Letter to the Editor

Capitol Comment: The Legislature and the Second Amendment

Wednesday, April 14, 2010

You may be weary of reading about Iowa's state budget mess, and I confess I'm a little tired of writing about it. So I intend this week to revisit the money matters only briefly, then move on to the important change we made in Iowa's personal protection law.

Money

When lawmakers are in session, the budget gets the lion's share of media attention, and the fact is certainly reflected in my columns which concentrated on appropriations bills and processes -- sometimes ugly -- by which they are passed.

I voted against each appropriation bill this session. They all spend too much of your money with too little oversight. Maybe worse, these spending bills used accounting gimmicks to permit the heavy spenders to pretend we could afford them. The prime example is paying for ongoing programs with one-time Washington handouts. That's easier than the hard work of overhauling necessary programs to make them sustainably affordable.

Dealing with a billion-dollar deficit by approving the second largest budget in Iowa history is hardly "making the tough decisions" that legislative leadership promised at the beginning of the session.

But, enough of that. I can happily report that the session actually dealt with matters other than the budget.

Second Amendment Rights

American attitudes on firearms laws have been changing substantially over the past two decades. Experience indicates onerous gun laws do little to curb crime and may, in fact, foster it. The obvious reason that criminals, by definition, flout laws.

By the beginning of this year, some 37 states had "shall-issue" laws on permits to carry concealed weapons. In the final hours of this session, Iowa potentially became became the 38th. The measure still requires Gov. Culver's signature.

I voted for the measure despite a serious personal reservation. Many Iowa sheriffs, including some for whom I have the utmost personal respect, opposed the measure curbing their wide discretion to deny permits. I add emphatically that sheriffs in the counties I represent, Clay and Dickinson, have never been accused of abusing that discretion.

In the end, however, I had no choice but to honor the Constitution of the United States, especially in light of the 2008 Heller decision which clearly confirmed that the Second Amendment guarantees an individual right "to carry" for self-defense.
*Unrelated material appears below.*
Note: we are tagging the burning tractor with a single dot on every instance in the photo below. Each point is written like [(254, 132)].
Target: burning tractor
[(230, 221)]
I am somewhat sorry, however, that the shall-issue law was another example of legislation passed in a cynical backdoor manner. In a better world, important laws would be proposed and debated as stand-alone matters. They would pass or fail on their own merits.

In the final days of a legislative session, leaders find a vehicle to move controversial legislation without much political risk. Wanting a bill to give political cover to their legislators up for reelection, leaders use catchall appropriations bills. These are supposed to be about money only but frequently contain significant policy changes.

This year's Standings Bill and RIIF Bill, both appropriations measures, became the most popular vehicles for significant policy matters that should have been considered on their own. Let me explain.

Iowa has long allowed each county sheriff wide power to issue or deny concealed weapons permits. The policy is referred to as the "may-issue" system. In other words, law-abiding citizens could be denied a permit to carry even though they qualified under state or federal statue.

Sheriffs argued that they had a pulse on the people in their district and sometimes knew citizens who might technically qualify for a permit but were not an acceptable risk to be issued one. They also suggested that if people in their county didn't like their decision-making, they could be voted out of office.

Second Amendment advocates correctly argued that some sheriffs were issuing no permits and that some denied permits to people who should have easily qualified. In other words, their right to carry was being denied in an arbitrary manner.

In the end, Iowa Second Amendment activists won the day. The new law retains some objective criteria for denial but in general requires sheriffs to issue permits to citizens who are not legally barred, who pass criminal background checks, and who undergo the necessary training. The measure also brings Iowa in line with most other states in "reciprocity" -- honoring one another's carry permits.

Here's where the politics get interesting. The new legislation was one of several last-minute amendments to the Standings Appropriations Bill. Why, at the end of session? Easy. Because an election is coming, and it gives disingenuous legislators a chance to have it both ways.

They could vote against the amendment and try to keep it off this appropriation bill. However, knowing that gun rights advocates were going to be angry at their vote they were provided a second chance. They could vote for the appropriations bill (which 51 majority party members had to support) which contained the new "shall-issue" language. Thus they could claim that they voted for the code change.

Majority leadership knew this would be a pivotal issue in some House and Senate races and they dare not refuse to bring the bill before the legislature. So what could they do? They figured out how to have it both ways.

It would be interesting to live in one of those legislative districts and see post cards coming to constituents claiming their legislator had supported the new law and to others claiming to have voted against it. "I was against it before I was for it."

This is an example of why we as voters must be asking the right questions and looking carefully at voting records on amendments and bills.